We thus arrive at an analysis of skin color as a simple technological gesture which is reproducible and consequently devoid of the potentiality for cultural difference based on skin color. Furthermore, as skin is an organ, an interface, this would also contrast with the surface (see Dagognet, François: "Faces, Surfaces, Interfaces", ed. Vrin, 1982).

The miracle of Harlequin

“At a certain moment, I say in my book that Harlequin experienced a miracle: he became Pierrot. That is, by dint of adding pieces of all colors to his coat, it became white. Because white completely accommodates all the colors. It’s a universal which is not hostile to singularities.” (Serres, interview with M. Audelat and J. Chichizola).

The white that Serres refers to is not «whiteness» but colorlessness. So there would be a subversion of the notion of white skin as a symbol of purity (and thus of colored skin as dirty skin, as Claudia Benthien has argued), which would become neither privilege nor (spectral) prism, but, on the contrary, the blending of all differences.
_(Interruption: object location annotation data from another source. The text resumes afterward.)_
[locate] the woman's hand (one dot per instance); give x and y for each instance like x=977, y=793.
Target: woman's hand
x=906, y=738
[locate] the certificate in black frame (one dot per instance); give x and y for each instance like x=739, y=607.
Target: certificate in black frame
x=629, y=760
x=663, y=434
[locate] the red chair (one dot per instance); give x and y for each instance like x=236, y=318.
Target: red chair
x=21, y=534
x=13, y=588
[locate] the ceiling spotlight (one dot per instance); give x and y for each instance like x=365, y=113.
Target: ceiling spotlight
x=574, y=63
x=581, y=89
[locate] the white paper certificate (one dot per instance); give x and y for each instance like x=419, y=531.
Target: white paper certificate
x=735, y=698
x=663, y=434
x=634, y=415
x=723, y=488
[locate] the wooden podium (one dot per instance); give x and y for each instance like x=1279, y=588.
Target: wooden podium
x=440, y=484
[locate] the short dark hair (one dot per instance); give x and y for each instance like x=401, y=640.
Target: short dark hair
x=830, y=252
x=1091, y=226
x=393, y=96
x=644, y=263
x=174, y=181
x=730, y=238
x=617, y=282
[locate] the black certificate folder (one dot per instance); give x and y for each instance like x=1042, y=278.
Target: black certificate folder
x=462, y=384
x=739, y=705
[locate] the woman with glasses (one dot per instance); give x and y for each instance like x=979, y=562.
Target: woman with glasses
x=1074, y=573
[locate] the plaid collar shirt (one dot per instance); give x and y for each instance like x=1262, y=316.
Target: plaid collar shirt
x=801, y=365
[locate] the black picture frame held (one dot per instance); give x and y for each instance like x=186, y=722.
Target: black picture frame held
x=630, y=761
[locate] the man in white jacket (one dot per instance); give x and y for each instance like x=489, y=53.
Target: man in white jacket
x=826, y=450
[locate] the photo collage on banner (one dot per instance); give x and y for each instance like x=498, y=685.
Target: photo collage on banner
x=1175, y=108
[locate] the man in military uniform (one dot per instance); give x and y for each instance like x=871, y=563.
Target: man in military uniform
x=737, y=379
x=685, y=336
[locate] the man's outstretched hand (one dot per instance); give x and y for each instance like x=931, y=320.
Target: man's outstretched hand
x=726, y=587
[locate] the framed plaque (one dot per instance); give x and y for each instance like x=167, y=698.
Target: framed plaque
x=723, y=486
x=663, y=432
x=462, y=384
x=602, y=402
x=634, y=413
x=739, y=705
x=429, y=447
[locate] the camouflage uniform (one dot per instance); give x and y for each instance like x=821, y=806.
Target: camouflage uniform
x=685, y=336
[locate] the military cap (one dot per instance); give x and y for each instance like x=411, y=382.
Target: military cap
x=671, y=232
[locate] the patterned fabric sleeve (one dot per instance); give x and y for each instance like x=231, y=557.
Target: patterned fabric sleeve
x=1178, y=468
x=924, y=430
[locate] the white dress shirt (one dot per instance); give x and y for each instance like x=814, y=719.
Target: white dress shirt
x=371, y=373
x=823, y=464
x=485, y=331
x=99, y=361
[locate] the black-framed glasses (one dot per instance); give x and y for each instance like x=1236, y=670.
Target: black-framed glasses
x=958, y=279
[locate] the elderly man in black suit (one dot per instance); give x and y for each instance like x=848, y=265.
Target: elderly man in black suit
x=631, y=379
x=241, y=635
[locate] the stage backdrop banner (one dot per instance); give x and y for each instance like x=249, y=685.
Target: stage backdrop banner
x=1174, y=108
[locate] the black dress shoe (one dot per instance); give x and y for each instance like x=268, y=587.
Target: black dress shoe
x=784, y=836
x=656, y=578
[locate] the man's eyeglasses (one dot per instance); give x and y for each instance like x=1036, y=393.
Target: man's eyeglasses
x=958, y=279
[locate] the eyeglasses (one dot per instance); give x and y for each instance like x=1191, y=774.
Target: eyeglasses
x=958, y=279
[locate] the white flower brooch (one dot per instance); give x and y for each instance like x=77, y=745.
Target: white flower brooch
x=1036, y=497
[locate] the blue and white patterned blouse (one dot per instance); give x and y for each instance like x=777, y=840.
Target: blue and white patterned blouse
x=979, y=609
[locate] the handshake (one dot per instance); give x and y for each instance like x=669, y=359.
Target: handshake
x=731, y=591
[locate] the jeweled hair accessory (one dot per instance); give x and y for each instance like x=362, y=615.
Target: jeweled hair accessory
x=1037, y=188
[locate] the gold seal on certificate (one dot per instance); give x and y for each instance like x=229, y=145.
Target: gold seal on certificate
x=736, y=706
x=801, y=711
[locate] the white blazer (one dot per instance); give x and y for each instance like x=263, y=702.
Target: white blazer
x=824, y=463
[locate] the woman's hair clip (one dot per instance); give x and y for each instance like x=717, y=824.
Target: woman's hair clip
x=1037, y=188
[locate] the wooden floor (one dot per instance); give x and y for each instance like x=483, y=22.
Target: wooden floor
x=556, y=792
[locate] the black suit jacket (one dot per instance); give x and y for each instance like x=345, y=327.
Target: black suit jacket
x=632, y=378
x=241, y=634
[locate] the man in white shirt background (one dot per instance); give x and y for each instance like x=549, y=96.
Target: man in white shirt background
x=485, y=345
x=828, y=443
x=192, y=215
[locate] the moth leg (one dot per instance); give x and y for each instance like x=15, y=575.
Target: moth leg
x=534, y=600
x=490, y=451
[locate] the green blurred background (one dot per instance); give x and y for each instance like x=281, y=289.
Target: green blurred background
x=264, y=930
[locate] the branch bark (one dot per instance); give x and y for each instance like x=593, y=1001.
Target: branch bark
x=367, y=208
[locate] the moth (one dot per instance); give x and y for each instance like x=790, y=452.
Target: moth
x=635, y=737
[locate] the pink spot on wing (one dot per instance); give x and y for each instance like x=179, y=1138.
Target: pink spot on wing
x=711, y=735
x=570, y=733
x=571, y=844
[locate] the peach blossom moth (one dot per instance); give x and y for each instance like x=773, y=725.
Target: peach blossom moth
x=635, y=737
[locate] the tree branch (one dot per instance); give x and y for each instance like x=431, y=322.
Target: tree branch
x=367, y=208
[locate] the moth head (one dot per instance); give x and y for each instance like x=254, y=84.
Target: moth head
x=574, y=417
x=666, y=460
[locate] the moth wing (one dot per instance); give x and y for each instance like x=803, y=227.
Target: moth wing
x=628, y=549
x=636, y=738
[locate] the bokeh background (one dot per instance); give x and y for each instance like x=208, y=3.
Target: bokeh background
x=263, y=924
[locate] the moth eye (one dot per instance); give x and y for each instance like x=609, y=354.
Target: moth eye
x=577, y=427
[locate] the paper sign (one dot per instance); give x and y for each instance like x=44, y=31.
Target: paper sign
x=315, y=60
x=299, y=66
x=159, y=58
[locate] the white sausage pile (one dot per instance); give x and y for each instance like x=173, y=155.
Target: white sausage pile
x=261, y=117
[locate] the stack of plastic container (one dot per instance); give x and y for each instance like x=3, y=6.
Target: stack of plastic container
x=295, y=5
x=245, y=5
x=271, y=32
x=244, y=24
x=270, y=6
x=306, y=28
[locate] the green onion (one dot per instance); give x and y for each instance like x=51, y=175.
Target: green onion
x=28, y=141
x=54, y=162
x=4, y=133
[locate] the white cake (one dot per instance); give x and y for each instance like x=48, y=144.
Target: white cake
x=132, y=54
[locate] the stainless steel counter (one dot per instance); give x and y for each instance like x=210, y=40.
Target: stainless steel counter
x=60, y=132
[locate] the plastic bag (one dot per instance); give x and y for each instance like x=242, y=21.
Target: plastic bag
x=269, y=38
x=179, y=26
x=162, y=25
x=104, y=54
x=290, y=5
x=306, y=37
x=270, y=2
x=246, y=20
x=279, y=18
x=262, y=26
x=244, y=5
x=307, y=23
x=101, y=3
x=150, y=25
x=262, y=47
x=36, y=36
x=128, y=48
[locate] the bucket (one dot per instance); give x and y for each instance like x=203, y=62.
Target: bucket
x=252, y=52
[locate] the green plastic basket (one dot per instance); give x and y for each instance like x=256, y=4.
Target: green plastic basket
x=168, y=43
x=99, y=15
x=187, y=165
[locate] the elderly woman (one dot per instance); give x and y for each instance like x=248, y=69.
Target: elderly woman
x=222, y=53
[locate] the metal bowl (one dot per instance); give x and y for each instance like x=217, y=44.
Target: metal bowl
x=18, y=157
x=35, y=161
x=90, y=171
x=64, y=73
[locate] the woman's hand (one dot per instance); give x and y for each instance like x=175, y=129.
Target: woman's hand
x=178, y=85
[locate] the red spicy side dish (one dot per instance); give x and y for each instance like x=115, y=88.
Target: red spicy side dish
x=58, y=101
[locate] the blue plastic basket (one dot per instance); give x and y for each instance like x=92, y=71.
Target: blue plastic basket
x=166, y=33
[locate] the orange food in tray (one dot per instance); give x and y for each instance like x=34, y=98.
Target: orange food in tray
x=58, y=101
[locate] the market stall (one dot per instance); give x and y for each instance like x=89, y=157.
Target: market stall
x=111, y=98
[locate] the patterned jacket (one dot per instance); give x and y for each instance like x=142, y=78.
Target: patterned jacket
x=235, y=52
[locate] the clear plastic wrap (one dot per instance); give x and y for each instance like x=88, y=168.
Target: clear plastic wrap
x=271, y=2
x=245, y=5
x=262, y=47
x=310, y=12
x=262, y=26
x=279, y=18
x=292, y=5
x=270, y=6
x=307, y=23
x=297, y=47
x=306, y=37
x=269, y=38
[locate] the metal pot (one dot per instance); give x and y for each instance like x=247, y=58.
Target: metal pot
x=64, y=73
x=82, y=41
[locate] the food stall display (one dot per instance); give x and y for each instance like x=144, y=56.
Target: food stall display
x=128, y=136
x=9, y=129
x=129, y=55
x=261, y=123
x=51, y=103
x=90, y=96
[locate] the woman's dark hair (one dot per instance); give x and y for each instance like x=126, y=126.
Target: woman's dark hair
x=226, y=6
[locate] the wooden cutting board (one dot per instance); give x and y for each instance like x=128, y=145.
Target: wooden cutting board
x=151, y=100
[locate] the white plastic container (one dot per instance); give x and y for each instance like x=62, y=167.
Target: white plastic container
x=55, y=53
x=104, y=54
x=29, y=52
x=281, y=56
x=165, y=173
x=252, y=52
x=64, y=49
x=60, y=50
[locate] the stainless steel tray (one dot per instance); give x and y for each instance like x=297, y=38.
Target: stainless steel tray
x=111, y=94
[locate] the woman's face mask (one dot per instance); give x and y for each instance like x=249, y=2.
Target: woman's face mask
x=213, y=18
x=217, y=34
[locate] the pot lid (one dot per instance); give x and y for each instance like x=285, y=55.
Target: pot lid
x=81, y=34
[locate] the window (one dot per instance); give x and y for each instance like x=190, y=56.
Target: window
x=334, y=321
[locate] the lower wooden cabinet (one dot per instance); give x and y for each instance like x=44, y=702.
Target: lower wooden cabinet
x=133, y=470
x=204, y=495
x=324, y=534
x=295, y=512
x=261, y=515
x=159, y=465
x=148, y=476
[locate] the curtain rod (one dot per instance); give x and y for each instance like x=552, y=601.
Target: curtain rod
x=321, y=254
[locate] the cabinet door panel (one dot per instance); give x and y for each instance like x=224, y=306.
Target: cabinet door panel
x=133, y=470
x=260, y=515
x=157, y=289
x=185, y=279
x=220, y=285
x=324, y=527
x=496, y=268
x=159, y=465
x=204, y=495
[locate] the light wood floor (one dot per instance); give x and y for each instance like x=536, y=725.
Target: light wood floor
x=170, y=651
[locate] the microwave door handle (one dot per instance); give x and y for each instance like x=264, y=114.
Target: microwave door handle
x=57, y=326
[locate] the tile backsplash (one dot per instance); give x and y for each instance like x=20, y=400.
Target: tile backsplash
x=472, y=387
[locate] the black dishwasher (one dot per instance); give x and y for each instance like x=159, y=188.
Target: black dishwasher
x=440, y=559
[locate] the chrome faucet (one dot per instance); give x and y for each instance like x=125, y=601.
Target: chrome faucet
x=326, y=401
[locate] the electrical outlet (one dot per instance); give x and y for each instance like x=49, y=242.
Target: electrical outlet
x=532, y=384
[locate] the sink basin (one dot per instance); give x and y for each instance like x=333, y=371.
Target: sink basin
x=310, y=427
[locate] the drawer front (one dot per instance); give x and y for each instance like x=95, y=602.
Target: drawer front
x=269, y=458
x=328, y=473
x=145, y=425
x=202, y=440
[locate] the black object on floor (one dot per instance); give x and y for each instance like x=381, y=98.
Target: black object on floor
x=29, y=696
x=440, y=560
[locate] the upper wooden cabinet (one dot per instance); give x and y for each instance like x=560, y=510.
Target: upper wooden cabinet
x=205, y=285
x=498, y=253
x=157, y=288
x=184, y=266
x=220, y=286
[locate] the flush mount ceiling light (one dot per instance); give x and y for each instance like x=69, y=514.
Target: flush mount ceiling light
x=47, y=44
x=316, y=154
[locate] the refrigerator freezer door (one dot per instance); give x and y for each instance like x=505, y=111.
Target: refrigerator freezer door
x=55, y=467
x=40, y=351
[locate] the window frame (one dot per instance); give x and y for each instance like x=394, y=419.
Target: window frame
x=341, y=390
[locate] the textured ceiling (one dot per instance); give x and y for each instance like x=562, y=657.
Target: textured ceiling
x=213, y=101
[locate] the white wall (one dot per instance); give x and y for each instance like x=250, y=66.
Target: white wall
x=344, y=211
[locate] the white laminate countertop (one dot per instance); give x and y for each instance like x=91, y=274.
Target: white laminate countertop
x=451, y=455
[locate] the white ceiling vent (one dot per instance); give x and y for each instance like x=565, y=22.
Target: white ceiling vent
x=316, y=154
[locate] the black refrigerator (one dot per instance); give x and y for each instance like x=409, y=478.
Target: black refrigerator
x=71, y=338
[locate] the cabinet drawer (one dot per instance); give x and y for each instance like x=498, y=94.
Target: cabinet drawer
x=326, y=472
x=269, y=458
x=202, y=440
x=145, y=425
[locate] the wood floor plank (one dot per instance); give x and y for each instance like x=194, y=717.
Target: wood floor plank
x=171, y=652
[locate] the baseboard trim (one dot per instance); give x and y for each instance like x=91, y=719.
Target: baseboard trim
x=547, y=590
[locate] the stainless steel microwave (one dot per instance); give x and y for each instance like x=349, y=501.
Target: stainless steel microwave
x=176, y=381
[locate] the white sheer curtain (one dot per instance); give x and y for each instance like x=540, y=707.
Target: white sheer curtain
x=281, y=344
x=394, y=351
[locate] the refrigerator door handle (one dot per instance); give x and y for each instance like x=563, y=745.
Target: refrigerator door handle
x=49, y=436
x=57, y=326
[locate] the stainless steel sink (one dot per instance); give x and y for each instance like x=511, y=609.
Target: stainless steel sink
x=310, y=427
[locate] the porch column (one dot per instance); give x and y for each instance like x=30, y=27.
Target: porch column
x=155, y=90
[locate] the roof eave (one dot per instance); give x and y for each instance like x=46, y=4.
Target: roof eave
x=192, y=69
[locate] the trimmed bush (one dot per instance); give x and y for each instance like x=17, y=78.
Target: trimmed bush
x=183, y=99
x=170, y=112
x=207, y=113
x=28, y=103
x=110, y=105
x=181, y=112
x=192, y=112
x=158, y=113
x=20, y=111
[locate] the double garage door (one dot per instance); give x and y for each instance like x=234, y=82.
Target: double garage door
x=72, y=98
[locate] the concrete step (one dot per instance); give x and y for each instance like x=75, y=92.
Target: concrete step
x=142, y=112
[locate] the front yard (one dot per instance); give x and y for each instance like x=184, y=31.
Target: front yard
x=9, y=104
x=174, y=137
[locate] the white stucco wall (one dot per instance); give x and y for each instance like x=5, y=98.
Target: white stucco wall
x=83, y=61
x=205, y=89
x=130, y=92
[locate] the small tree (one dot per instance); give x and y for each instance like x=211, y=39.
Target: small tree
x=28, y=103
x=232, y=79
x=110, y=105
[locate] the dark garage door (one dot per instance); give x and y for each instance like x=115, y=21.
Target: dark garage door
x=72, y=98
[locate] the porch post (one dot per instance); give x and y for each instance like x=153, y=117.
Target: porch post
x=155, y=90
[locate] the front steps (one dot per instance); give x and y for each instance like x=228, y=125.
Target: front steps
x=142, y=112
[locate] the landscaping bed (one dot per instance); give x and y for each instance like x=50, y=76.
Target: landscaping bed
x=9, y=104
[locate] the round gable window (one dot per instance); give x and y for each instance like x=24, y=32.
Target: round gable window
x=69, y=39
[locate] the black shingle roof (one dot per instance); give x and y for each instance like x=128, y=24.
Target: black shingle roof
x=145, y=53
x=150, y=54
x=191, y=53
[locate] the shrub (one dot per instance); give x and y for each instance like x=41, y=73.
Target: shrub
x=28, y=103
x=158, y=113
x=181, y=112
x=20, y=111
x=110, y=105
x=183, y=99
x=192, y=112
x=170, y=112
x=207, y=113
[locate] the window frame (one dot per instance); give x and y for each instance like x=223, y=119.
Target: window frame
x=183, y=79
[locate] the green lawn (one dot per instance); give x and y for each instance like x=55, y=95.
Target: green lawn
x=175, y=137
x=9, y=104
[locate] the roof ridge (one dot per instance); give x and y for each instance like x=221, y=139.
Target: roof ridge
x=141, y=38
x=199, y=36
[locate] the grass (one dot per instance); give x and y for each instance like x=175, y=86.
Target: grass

Mise en scène / installation

This Harlequin’s coat (of about 2 x 1.70 meters) will be displayed horizontally on a Plexiglas light table. It will consist of adjoining patches of different colors. Some of these patches will feature Petri dishes of skins at various stages of culture (interrupted or in progress). During the initial stages, this "live" cultivation will allow us to create an event at each stage of the «Skin – Technological Interface» exhibition curated by Jens Hauser.

We will need to study the positioning of an incubator at the bottom of the garment, together with a pump for the live cultivation of the skins in Petri dishes. These elements will be studied, designed and produced so as to form an integral part of the installation. We could also envisage the integration of solar panels into the patchwork of the coat; these could supply energy to the pump, symbolically reinforcing the formal analogy with melatonin and the mechanistic nature of racism.


This project follows on from my hybridation project using digital photography. My latest series, entitled «Self-Hybridation: Précolombienne», «Self-Hybridation: Africaine» and «Self-Hybridation: Indiens d’Amérique» endeavored to crossbreed the beauty canons of other cultures and other media (sculpture, photography, painting) with my own image. The Harlequin’s coat project thus develops and continues to explore the idea of crossbreeding and hybridation, using the more carnal medium of skin. It also questions the relationships currently being established between (bio)technology and culture.


In order to study and begin to realize this project, I would be most grateful if you could grant me a three-month residency, from July to October 2006 in SymbioticA, at the University of Western Australia in Perth.